One example of the changes Sleep Country made: CEO David Friesema owns stock in the company worth more than three times his base salary – but the company didn’t have a formal policy requiring it, and Sleep Country didn’t do a good job of explicitly disclosing his holdings. “If we’d asked the board prior to this, ‘Do you think it’s a good idea the CEO holds stock?’ they would have absolutely agreed with that,” Mr. Masson said. “It was just a matter of writing it down.”
Shengjun (Victor) Li, an executive vice-president at Kingsdale Advisors who specializes in governance issues, says as companies mature, they often attract more institutional investors, who are more attuned to, and more vocal about, governance, compared with retail investors. “When their shareholder base changes, they have to listen … eventually, they face the pressure of shareholders.”
Still, it remains to be seen when and whether some of the other young companies that currently lag will become more proactive on governance matters.
“The corporate governance policies we implement don’t tend to take external rankings into account,” Canopy spokesman Jordan Sinclair e-mailed in response to a query about Canopy’s governance. “We develop corporate governance policies to ensure we’re managing risks and protecting shareholder value along with our corporate reputation.”
A spokeswoman for Shopify Inc., the tech company that provides e-commerce services for small business, declined to comment for this story, while Aphria, Aurora Cannabis and Canada Goose failed to respond.
The cannabis companies have a number of governance weaknesses that can be corrected easily, by creating and disclosing processes for the board stock ownership and self-evaluation, for example. Or they can evolve in time, such as shifting the board mix away from early investors and founders to more independent directors. Aphria, for example, added four new independent directors at its annual meeting earlier this month.
Other governance issues are intentional, fundamental, and long-term. Shopify and Canada Goose have dual-class share structures in which company insiders or private investors have multiple votes for each share they own, versus single votes for investors who buy common shares on the TSX. These structures de-couple economic ownership and voting rights, giving the holders of the supervoting shares more influence than their investment might otherwise warrant.
Dual-share structures have long been a feature in corporate Canada, given the number of family-controlled companies such as the Desmarais’ Power Corp., or Bombardier. The newest Canadian dual-class companies, however, may be taking their cue from U.S. tech giants Google parent Alphabet Inc. and Facebook Inc., whose structures are more about founder control than family control.
Canada’s institutional investors have largely expressed misgivings about dual-class structures, but have needed to tolerate them in order to invest in as wide a range of domestic stocks as possible. The Canadian Coalition for Good Governance, in a 2013 policy statement on the issue, noted “there is not unanimity among CCGG members as to the governance principles which should apply to [dual-class share] companies in Canada” – something still true, says the group’s executive director, Catherine McCall. “Institutional shareholders continue to buy them, in spite of some of them having objections in principle. There’s not just one view on it.”

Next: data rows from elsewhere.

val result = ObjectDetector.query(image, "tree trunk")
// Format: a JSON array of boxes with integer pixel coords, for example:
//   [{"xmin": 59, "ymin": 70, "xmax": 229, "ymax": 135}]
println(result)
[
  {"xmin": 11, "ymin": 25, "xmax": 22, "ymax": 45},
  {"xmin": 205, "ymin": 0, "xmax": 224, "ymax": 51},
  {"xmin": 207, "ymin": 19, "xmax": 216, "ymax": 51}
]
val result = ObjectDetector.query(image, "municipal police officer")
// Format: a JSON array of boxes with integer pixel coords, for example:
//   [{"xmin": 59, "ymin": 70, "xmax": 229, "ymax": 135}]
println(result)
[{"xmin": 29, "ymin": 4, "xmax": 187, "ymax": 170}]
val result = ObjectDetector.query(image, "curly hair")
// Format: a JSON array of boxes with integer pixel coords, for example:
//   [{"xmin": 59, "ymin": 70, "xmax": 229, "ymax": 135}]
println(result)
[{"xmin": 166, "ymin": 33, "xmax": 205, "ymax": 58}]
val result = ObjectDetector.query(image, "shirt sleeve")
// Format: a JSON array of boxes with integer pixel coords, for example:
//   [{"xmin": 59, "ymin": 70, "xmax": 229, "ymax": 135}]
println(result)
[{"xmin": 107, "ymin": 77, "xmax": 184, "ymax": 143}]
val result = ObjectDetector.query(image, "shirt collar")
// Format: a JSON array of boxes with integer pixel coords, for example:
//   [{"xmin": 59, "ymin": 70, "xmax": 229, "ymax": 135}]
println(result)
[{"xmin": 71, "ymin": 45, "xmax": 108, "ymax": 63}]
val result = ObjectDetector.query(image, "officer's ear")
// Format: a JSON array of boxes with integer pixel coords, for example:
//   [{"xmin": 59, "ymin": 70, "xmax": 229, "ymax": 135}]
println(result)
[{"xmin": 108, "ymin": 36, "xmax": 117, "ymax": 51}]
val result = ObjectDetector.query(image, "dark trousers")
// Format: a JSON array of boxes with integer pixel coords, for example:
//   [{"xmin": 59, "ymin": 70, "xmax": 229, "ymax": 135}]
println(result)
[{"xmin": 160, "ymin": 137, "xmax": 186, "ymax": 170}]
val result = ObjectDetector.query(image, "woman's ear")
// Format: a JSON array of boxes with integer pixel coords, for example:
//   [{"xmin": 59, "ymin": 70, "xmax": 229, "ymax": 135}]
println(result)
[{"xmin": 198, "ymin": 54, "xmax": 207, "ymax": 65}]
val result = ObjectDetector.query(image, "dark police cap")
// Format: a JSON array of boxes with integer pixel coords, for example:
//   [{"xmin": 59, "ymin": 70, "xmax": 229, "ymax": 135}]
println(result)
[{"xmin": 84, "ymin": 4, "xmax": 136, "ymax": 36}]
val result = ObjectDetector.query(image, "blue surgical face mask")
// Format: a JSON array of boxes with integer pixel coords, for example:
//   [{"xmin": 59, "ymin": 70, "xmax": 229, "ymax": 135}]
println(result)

That may give Shopify and Canada Goose some cover, and the cannabis companies more time to change their practices. There will always be, however, institutional shareholders such as the Canada Pension Plan Investment Board, who treat good governance as a requirement for investment. If you don’t adopt those principles, CEO Mark Machin said, “the chances are you’re going to underperform financially and economically. It’s not a trade-off.”